Charity with Ashburn
With support from its partners, the Ontario Federation of Anglers and Hunters, Ducks Unlimited Canada, and Central Lake Ontario Conservation Authority, Royal Ashburn has held an annual charity golf event that raises money to send school children on day-long field trips to a working wetland. To date, the charity event has raised over a quarter million dollars and has provided well over 100 field trips. Proceeds have also supported a number of great community conservation initiatives. “As partners, we are all proud of these accomplishments. They demonstrate a strong sense of community and willingness to support conservation.”
“The Royal Ashburn wetland project is maintaining and enhancing our current 10% cover in the Lynde Creek watershed which improves the water quality for the communities downstream and helps protect the redside dace, a provincially designated threatened species in the Lynde watershed,” noted Paterson.
Not only do wetlands protect valuable areas for fish and waterfowl, they have also expanded large areas to suit needs of larger wildlife, like deer and wild turkey.
The benefits of a natural environment
I am in no way a very good golfer, but I do enjoy the game, as does my nine-year-old daughter…but a big part of the enjoyment we get out of golf is a chance to see wildlife in a natural environment.

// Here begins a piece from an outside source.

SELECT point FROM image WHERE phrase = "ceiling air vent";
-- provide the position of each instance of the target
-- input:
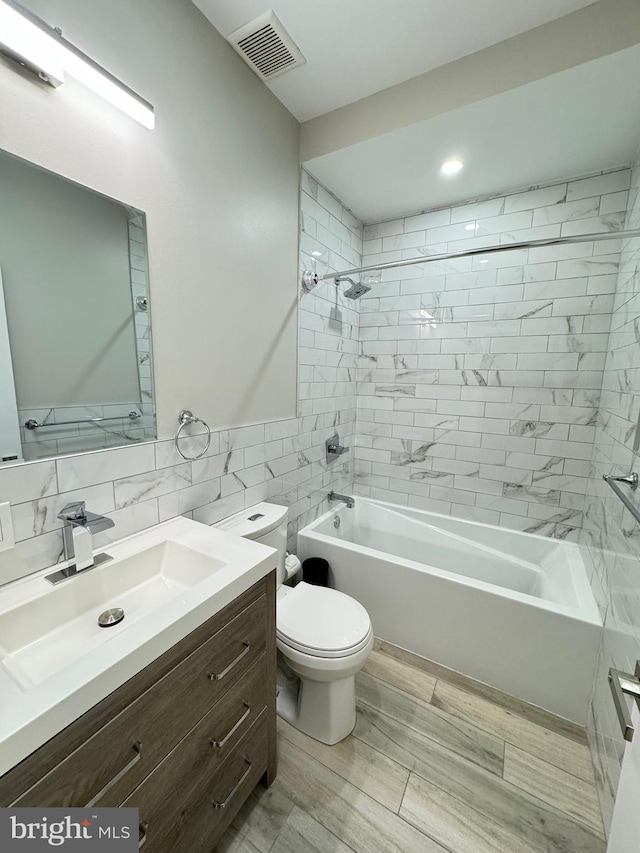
(266, 46)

Humans also benefit from a natural environment. Turf can improve the air we breathe as it takes carbon dioxide from the air and releases the oxygen we need. A landscape of turf, trees, and shrubs about 2,000 square feet in size generates enough oxygen for one person for one year.
In addition to benefits from exercise, research has shown that looking at a pleasant outdoor view, such as a golf course, can be healthy. In one study, hospital patients recovered faster when they had a view of turf, trees, and open spaces. In another study, employees of businesses with well-designed landscaping and well-maintained turf had a more positive job attitude.
Imagine a place that makes people happy and supports wildlife conservation.
There are over 100 golf courses within a one-hour drive of Toronto. Just imagine the benefits for wildlife in urban areas if the efforts at Royal Ashburn were implemented by every course.